SAN FRANCISCO — ChatGPT maker OpenAI will pay to use Associated Press news stories to train its artificial intelligence algorithms, the first major deal of its kind amid a growing debate over whether tech companies should pay the creators of content they scrape from the web and use to build AI tools.
OpenAI will get access to the AP’s archive of text stories going back to 1985, according to a statement from the news organization. On top of licensing fees, the AP will also get access to OpenAI’s technology to use in experiments for deciding how it might improve its journalism.
The news organization has used automation to produce some local sports reporting and financial earnings reports for years. The AP does not use generative tech — chatbots such as ChatGPT — to write stories, according to the news organization.
OpenAI, Google and other AI companies have used billions of sentences pulled off the open internet to build the large language models that power their chatbots. News stories, Wikipedia articles, social media comments and blog posts have all gone into the models without getting permission from their owners, with the tech companies generally arguing they are free to use the public data.
A Washington Post analysis of a database of websites that was used to train one of OpenAI’s older AI models showed that the AP’s main news website was the 68th-most cited website in the database.
A rising group of authors, musicians, news organizations and social media companies has been pushing back, arguing that the use of their content to train AI is a massive shift in the way the internet works, especially because some of the AI tools being trained on human-made content are already being used to replace human workers. A wave of lawsuits has washed over the industry in the past two weeks alleging improper data use, including class-action suits against OpenAI and Google, and lawsuits against OpenAI from the comedian Sarah Silverman and two prominent fiction authors.
On Thursday, The Washington Post reported that the Federal Trade Commission opened an investigation into how OpenAI used consumers’ data to train its models.
“The data sets include a lot of content that is copyrighted,” said Andres Sawicki, a law professor at the University of Miami who studies intellectual property. “The owners of the copyrights are not consenting to these uses.” It is possible to imagine tech companies and content creators striking more deals like the AP one to create a “clean database,” he said.

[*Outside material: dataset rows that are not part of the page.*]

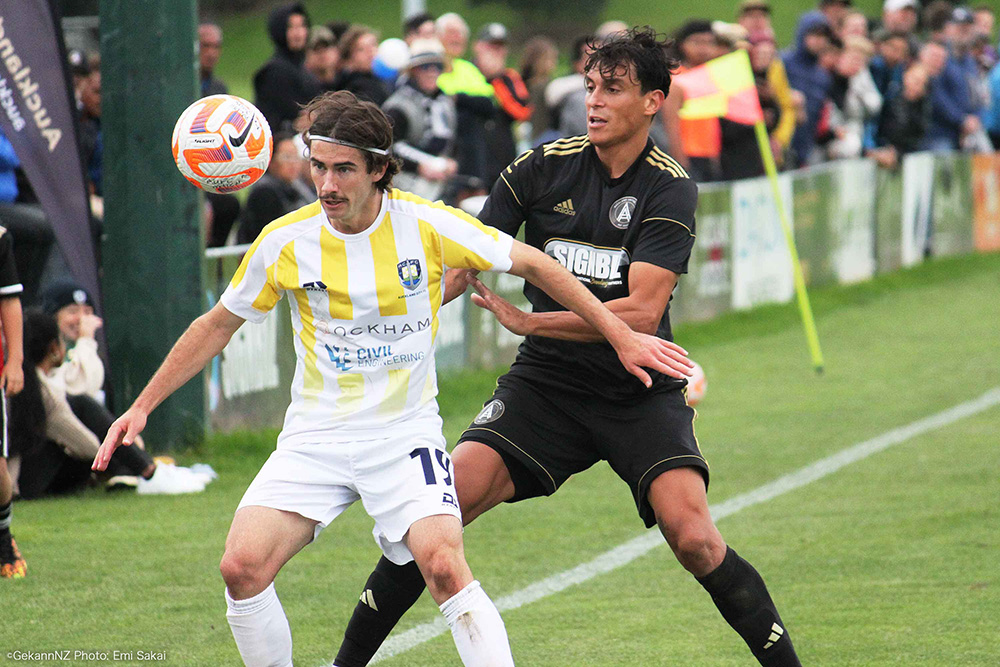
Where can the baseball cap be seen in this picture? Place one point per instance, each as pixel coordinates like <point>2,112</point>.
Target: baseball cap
<point>492,32</point>
<point>962,15</point>
<point>755,5</point>
<point>64,294</point>
<point>426,52</point>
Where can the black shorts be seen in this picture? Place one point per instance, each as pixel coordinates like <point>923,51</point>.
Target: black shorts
<point>545,436</point>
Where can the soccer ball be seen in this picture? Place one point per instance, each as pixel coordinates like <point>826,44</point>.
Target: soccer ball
<point>697,384</point>
<point>222,143</point>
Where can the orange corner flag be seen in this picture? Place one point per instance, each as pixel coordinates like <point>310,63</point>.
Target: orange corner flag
<point>721,88</point>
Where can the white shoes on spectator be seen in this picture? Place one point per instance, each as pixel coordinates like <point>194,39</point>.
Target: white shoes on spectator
<point>169,479</point>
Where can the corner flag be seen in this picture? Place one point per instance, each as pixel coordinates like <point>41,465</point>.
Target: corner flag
<point>725,88</point>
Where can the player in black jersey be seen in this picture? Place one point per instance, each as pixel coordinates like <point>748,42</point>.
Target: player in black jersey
<point>619,214</point>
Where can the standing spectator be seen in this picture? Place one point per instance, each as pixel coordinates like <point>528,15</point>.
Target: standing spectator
<point>776,95</point>
<point>209,50</point>
<point>82,371</point>
<point>423,123</point>
<point>904,118</point>
<point>282,84</point>
<point>755,16</point>
<point>992,121</point>
<point>807,75</point>
<point>565,96</point>
<point>538,62</point>
<point>856,100</point>
<point>222,209</point>
<point>276,193</point>
<point>322,56</point>
<point>358,48</point>
<point>12,564</point>
<point>855,24</point>
<point>27,227</point>
<point>953,111</point>
<point>900,16</point>
<point>490,51</point>
<point>474,101</point>
<point>694,143</point>
<point>88,93</point>
<point>419,26</point>
<point>832,11</point>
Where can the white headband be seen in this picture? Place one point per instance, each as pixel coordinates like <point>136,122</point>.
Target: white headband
<point>340,142</point>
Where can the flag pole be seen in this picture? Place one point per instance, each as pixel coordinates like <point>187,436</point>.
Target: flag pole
<point>802,296</point>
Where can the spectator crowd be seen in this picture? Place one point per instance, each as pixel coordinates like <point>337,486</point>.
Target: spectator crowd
<point>921,76</point>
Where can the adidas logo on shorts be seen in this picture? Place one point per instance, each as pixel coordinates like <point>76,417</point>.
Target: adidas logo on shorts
<point>566,208</point>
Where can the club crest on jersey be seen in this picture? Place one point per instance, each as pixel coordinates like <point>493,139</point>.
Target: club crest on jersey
<point>621,212</point>
<point>409,273</point>
<point>490,412</point>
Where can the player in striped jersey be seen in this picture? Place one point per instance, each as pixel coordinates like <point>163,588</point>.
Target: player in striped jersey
<point>620,214</point>
<point>364,270</point>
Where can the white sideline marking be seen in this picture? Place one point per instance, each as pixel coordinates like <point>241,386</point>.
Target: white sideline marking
<point>639,546</point>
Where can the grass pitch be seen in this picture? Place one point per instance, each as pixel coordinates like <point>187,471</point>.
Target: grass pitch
<point>890,561</point>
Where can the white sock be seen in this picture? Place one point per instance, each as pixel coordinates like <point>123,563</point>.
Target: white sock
<point>478,630</point>
<point>260,629</point>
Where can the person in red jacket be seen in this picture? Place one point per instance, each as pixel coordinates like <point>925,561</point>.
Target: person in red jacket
<point>513,105</point>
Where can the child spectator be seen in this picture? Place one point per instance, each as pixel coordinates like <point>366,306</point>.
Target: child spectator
<point>12,564</point>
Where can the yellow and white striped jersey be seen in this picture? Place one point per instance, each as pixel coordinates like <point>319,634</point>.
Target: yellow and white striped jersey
<point>364,310</point>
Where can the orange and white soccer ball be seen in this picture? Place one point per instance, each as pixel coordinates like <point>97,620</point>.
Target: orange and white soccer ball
<point>222,143</point>
<point>697,384</point>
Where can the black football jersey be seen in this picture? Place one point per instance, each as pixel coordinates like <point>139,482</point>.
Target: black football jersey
<point>597,227</point>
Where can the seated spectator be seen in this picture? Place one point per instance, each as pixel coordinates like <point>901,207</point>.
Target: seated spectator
<point>322,56</point>
<point>358,48</point>
<point>513,104</point>
<point>856,100</point>
<point>52,450</point>
<point>538,61</point>
<point>30,230</point>
<point>277,192</point>
<point>904,119</point>
<point>209,50</point>
<point>564,96</point>
<point>807,75</point>
<point>82,371</point>
<point>424,120</point>
<point>282,85</point>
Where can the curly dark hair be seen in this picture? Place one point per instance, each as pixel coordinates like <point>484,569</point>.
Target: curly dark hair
<point>644,49</point>
<point>341,115</point>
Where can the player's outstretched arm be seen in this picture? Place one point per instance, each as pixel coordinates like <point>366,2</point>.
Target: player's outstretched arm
<point>205,338</point>
<point>635,350</point>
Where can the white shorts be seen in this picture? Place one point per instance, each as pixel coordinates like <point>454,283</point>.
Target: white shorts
<point>399,480</point>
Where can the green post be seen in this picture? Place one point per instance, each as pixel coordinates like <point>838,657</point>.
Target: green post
<point>152,247</point>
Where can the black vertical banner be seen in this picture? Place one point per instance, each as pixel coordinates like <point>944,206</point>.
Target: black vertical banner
<point>38,115</point>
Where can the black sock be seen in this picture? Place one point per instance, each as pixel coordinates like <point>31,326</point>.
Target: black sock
<point>5,514</point>
<point>742,598</point>
<point>390,590</point>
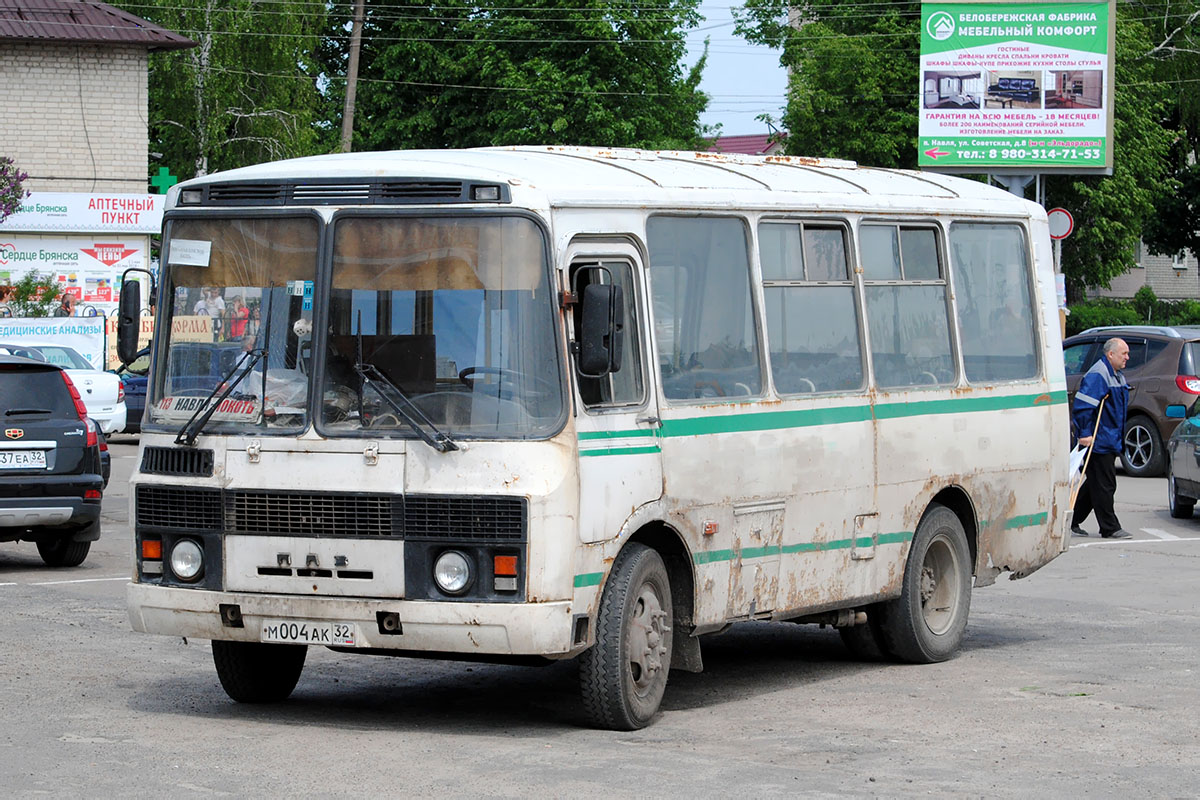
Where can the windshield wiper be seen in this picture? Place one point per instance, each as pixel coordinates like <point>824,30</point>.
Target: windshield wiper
<point>370,376</point>
<point>208,408</point>
<point>187,434</point>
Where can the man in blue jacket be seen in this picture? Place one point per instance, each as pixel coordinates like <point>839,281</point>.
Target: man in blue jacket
<point>1105,383</point>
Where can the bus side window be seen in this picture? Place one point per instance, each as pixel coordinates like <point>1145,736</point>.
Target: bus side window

“The problem is that the size of the data sets that are required to train the models are so large that I think it’s going to be really hard to get agreement from enough owners to make it technologically viable,” Sawicki said.
Chatbots such as ChatGPT are trained on a set of information and can not be continuously updated without retraining from scratch, meaning they are less useful for providing recent news and fresh information. Tech companies have tried to solve that problem by allowing the chatbots to search the web themselves or ask questions from a separate, updating database. The AP deal gives OpenAI access only to its archive, but the archive is updated with recent news stories regularly.
Tech companies have paid directly for news content in the past. Google and Facebook both pay news sites for direct access to their content to display on their platforms in some countries. In Australia, the government passed a law requiring the practice, and a similar law is about to go in effect in Canada.